People always used to say that you two have the same eyes—everything else is different like night and day. His blonde curls shine like a halo in the setting sun stealing through the curtained window in the back. He has a half-smile on his face, and his head tilted towards Kipps as though he is just on the verge of turning and telling him something. You see the same dimple on his cheek that you have when you smile, and when you squint you can make out the small smudge of pasta on the corner of his mouth you guys had earlier to celebrate you achieving third grade.
You fight the urge to touch his face on the picture—the only comfort during the first months without him. Even though you know he won’t come back, sometimes you wished an echo would reverberate, something that connects you to him apart from the memory of the last day spent together before he died. You take the picture and fold it neatly before putting it into your back. Grief can try and catch up later when you’re too busy to give it more thought.
As you get your stuff ready, something glinting on the ground catches your eye. It is a small, polished coin, flat on one side and engraved on the other. Depicted on the bottom is an infinity sign, and above is a double cross. You brush your thumb against it, but of course there is no psychic echo attached to this item. Because it belongs to a living person—that living person who must have lost it when he destroyed the interior.
Beneath your gloves your palms are slick with sweat. You stare at the symbol for some time, unblinking. The bitter taste of a certain word spreads on your tongue, closing your throat.
Unwrapping this revelation will have to wait. You move swiftly to the hallway and stand before the umbrella rack that holds your rapiers. Most of them are a little too fancy not to link them back to one of the bigger agents with their jewelled handles, but there are two with simple designs, so you decide on the 17th Century Italian Rapier.
“Take the Solinger Rapier,” comes Lockwood’s voice from behind you, startling you. You shouldn’t be surprised he doesn’t listen to orders, still you throw a glare at him over your shoulder which he promptly ignores by giving you a bright grin. “More balanced.”
“So much for being a team. Scared I’ll just run off with the evidence?”
“Ah, so you did find something. Well, we at Lockwood and Co. hold teamwork to the highest account. It is only polite I help.”
Any reply gets stuck in your throat when loud steps thump on the other side of the apartment’s door. Lockwood and you look at each other, eyes wide.
You throw your kit at him without a second thought so you can go after your other bag, and to his credit, he catches it effortlessly and bolts for the smashed window. Before you follow, you quickly snatch the Solinger Rapier and fasten it to your belt.
With your duffel bag in hand, you join Lockwood and Lucy outside. The sun is already behind the horizon, the sky a pale grey-blue, the colour of tempered steel. You take your kit back from Lockwood, ignoring his satisfied grin like a cat in the sun when he notices which rapier model dangles from your hip, and lead them back through the gardens out on Dovehouse Street.

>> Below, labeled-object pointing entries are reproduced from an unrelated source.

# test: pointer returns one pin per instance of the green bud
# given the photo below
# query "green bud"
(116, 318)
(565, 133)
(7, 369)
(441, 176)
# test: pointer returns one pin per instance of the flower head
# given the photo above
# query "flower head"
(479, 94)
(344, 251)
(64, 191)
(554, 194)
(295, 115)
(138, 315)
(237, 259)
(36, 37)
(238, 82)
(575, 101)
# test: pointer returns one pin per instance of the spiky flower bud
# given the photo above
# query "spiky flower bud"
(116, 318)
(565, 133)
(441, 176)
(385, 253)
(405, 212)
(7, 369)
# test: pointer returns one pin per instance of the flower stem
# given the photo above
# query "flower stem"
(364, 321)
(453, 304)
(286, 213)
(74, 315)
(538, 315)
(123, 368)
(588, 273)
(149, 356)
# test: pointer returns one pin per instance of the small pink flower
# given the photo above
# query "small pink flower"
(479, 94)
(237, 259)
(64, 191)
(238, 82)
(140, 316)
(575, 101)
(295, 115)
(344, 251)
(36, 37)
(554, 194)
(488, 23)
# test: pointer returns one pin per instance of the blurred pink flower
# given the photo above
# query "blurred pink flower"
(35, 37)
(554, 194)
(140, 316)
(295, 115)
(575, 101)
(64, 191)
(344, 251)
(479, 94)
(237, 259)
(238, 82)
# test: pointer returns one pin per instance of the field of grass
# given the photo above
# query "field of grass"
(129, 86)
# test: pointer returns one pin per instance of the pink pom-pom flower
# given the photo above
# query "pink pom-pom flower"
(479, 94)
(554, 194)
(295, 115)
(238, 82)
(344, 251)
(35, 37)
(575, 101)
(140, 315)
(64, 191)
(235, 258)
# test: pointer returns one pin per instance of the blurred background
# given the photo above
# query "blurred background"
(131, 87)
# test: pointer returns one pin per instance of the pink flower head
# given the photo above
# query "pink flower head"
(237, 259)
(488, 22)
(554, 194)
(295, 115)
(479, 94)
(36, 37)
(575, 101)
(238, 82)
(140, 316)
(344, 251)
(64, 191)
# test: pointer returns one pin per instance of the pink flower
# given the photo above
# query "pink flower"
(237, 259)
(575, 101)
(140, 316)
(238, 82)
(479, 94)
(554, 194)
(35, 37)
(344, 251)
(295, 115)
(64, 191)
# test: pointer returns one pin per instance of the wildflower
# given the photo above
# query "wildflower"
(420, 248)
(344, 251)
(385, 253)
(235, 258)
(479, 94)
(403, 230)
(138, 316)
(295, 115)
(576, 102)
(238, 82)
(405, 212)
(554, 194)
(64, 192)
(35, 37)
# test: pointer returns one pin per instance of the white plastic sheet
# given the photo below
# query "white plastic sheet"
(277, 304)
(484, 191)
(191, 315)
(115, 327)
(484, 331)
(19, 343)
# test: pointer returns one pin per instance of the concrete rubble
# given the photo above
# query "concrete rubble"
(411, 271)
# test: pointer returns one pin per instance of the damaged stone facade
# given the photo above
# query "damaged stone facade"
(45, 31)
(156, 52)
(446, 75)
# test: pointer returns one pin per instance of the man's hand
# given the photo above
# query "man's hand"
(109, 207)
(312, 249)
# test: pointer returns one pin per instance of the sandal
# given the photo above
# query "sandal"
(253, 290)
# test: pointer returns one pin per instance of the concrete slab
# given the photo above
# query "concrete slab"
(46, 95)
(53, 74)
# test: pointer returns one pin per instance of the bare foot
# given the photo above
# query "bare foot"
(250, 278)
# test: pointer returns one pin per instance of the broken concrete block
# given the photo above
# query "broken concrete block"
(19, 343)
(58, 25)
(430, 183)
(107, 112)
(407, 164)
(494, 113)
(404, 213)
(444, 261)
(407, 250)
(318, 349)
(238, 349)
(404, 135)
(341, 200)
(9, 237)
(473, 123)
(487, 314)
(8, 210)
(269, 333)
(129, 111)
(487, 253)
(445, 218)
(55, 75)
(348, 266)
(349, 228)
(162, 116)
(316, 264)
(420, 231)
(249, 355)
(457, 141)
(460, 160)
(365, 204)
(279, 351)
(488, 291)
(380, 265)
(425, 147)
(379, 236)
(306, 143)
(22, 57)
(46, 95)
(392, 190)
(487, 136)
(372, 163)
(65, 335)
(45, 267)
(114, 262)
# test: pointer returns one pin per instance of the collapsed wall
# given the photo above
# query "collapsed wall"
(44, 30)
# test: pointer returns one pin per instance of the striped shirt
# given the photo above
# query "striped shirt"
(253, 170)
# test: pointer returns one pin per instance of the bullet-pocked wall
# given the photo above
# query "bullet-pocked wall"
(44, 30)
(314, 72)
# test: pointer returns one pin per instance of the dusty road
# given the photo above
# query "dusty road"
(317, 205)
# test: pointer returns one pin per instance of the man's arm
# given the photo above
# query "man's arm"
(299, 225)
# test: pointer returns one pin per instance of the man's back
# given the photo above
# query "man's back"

Everything is going so smoothly. Too smoothly. Since the universe can’t have that, just as you close the iron gate behind you and set out down the street to where you guys can call a cab, a familiar voice calls out your name—a voice that always has your fight-flight-response kicking in, tending towards fight the moment you turn around and see Sebastian Vernon’s self-satisfied, arrogant grin.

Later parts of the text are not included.